My son is eight and goes to a North Swindon school. Almost every day there’s an issue with ‘fidget toys’.

Some children are allowed to use them in assembly, some are not. Some can use them all day throughout lessons, others cannot

There has to be a letter from the parents telling the school their child needs a fidget toy otherwise the child isn’t allowed.

I cannot believe our schools are now full of such pathetic rubbish. Have we really now got to the stage where dozens of children in every year at primary school have ADHD (or whatever the latest made-up invented condition is)?

The teachers would have us believe our children all have attention problems, behavioural problems and emotional problems of one kind or another. No, they haven’t.

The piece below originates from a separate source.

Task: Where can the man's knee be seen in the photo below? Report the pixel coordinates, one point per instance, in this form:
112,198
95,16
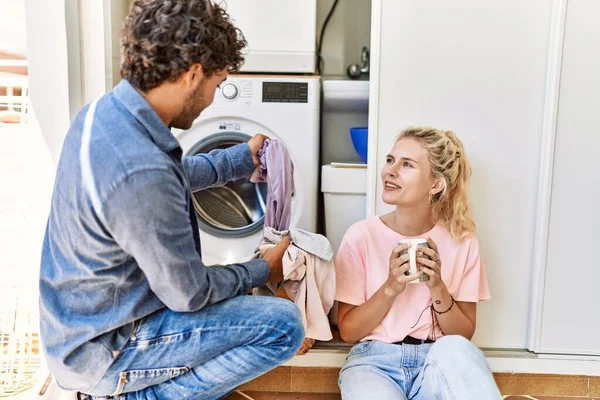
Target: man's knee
288,323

They are all suffering from IDGAD - I Don’t Give A Damn - because they know they can misbehave, refuse to listen, refuse to behave and do their work and there’s nothing their teachers can do about it.

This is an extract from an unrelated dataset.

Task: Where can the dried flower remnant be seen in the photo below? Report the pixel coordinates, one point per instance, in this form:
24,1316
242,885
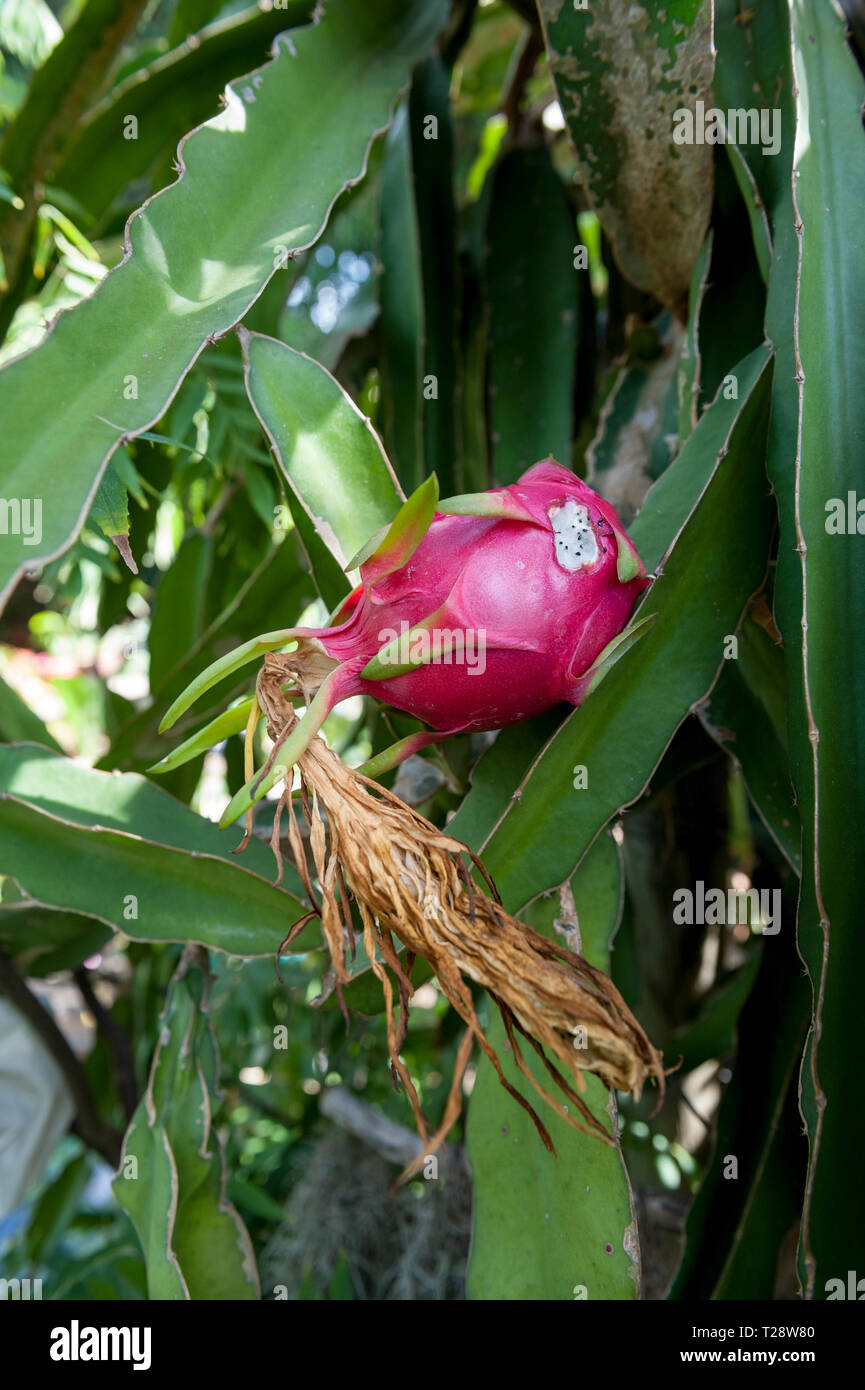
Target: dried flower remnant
412,886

Isn’t it funny that when there were still proper punishment in our schools and at home these conditions simply didn’t exist?

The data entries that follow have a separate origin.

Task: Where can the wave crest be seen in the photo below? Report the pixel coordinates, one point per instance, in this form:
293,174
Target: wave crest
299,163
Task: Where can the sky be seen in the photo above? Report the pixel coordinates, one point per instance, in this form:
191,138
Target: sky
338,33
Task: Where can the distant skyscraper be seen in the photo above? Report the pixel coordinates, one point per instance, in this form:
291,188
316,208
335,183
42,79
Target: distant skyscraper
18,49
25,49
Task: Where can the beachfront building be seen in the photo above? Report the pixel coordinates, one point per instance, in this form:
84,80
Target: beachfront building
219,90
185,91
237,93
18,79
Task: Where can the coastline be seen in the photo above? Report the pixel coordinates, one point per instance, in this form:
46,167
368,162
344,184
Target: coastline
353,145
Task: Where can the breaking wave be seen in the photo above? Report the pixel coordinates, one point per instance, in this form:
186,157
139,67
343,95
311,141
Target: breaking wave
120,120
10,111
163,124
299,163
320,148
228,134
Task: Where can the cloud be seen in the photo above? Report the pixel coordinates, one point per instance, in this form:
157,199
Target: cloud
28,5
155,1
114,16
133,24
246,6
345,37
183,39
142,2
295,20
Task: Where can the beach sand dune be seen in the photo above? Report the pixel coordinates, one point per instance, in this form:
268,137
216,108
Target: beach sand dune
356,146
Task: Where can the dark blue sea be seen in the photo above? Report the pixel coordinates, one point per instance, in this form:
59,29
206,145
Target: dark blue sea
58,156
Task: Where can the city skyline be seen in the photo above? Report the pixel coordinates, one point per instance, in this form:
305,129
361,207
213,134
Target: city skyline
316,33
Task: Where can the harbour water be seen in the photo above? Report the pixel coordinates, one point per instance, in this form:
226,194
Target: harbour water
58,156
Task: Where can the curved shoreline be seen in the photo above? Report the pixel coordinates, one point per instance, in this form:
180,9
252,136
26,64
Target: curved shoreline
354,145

There have always been naughty children. There will always be those who loathe every minute of every lesson. Simply saying they have a ‘condition’ and letting them use that excuse is not the answer.

Roger Lack

North Swindon

Nothing ambiguous

I despair whenever I read or hear politicians saying the EU Referendum was only advisory, or that the question as framed didn’t cover leaving the Customs Union or/and Single Market.

I have read and re-read the leaflet put out by the Government and delivered to every household in the UK and it is crystal clear on two important things.

The first is when it states unequivocally “The referendum on Thursday, 23rd June is your chance to decide if we should remain in or leave the European Union” and the second when its concluding statement assures the voting public “This is your decision. The Government will implement what you decide.”

There is nothing ambiguous about either statement. They are perfectly plain, and couldn’t be any clearer.

The Prime Minister, the Government and Parliament were as one in affirming the result of the Referendum would be honoured; and if the vote had gone the way the pollsters, politicians, civil servants and EU bureaucrats thought it would, you can be sure there would have been champagne corks popping as everyone celebrated a ‘good, cleanly fought campaign’.

Regrettably for some the people had other ideas and, despite warnings of various dire consequences which would befall the nation, in a vote which attracted the highest ever turnout, people from across the political spectrum confounded the experts by voting to leave the EU. Which bit of the word ‘leave’ is difficult to understand?